We thank Rossing et al. (1) for their interest in our article (2) and agree that one measurement of albumin-to-creatinine ratio in morning spot urine at baseline and after 3 months is a potential limitation to our study. This limitation is described in detail in our discussion section. Although we did not obtain multiple spot urine samples or a 24-h urine collection to assess microalbuminuria, the random microalbumin-to-creatinine ratio has high reported sensitivity and specificity compared with 24-h urine microalbumin testing (3). The ratio of protein or albumin to creatinine in an untimed urine specimen has replaced protein excretion in a 24-h collection as the preferred method for measuring proteinuria. Using a ratio corrects for variations in urinary protein concentration due to hydration and is far more convenient than timed urine collections. The ratio of protein or albumin to creatinine in an untimed urine sample is an accurate estimate of the protein or albumin excretion rate (4). Also, it should be noted that after 3 months of supplementation, significant decreases in our vitamins group and minerals and vitamins group for albumin-to-creatinine ratio were observed from baseline and when compared with the placebo group. There were no significant changes in the other two groups.
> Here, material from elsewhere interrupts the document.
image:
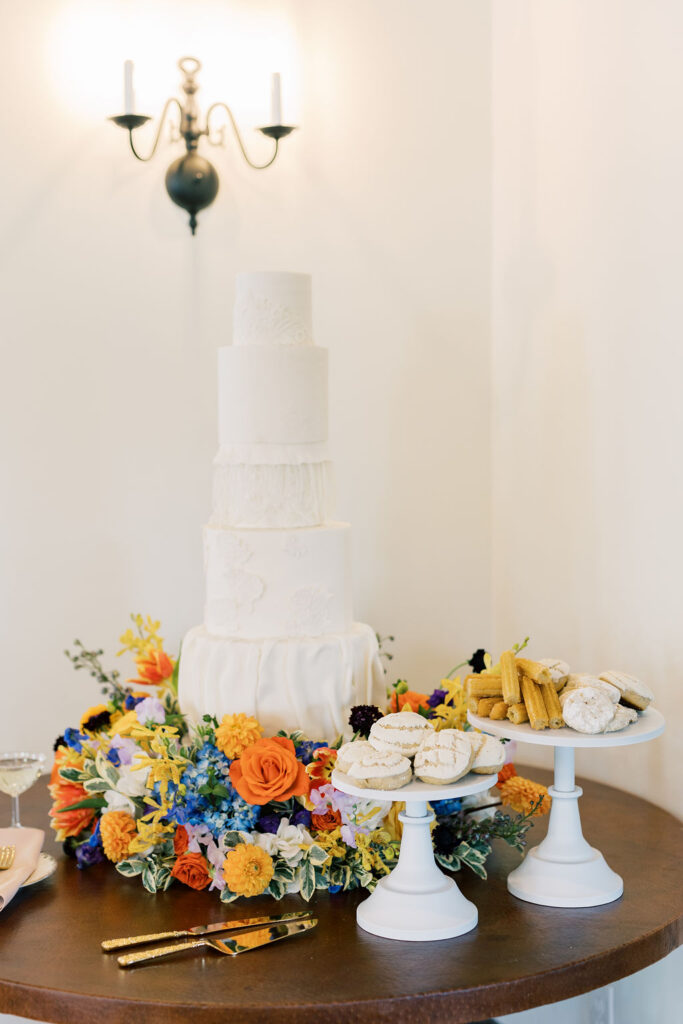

If the results were related to chance, microalbuminuria would have decreased in the other two groups.
We acknowledge Rossing et al. for drawing our attention to an error in Table 1. The diastolic blood pressure in the minerals and vitamins group should be amended to 84 ± 11 mmHg. Blood pressure was recorded semiautomatically using a Dinamap recorder (Critilzon, Tampa, FL). Before the study, the calculated sample size was 18 patients in each group, having 80% power to detect the postulated differences in HDL cholesterol, blood pressure, and microalbuminuria with an α error of 5%. But, after the supplementation, the calculated power for albumin-to-creatinine ratio was 0.7.
In conclusion, we do not agree with the concerns of Rossing et al. that our study was inadequately powered for detecting realistic changes in urinary albumin/protein excretion rate, that insufficient methods for valid characterization of urinary albumin/protein excretion rate were applied, and that the effect of minerals and vitamins on urinary albumin/protein excretion rate was inconsistent, which would suggest a type 1 error or a chance finding. In view of this, we believe our conclusions are valid.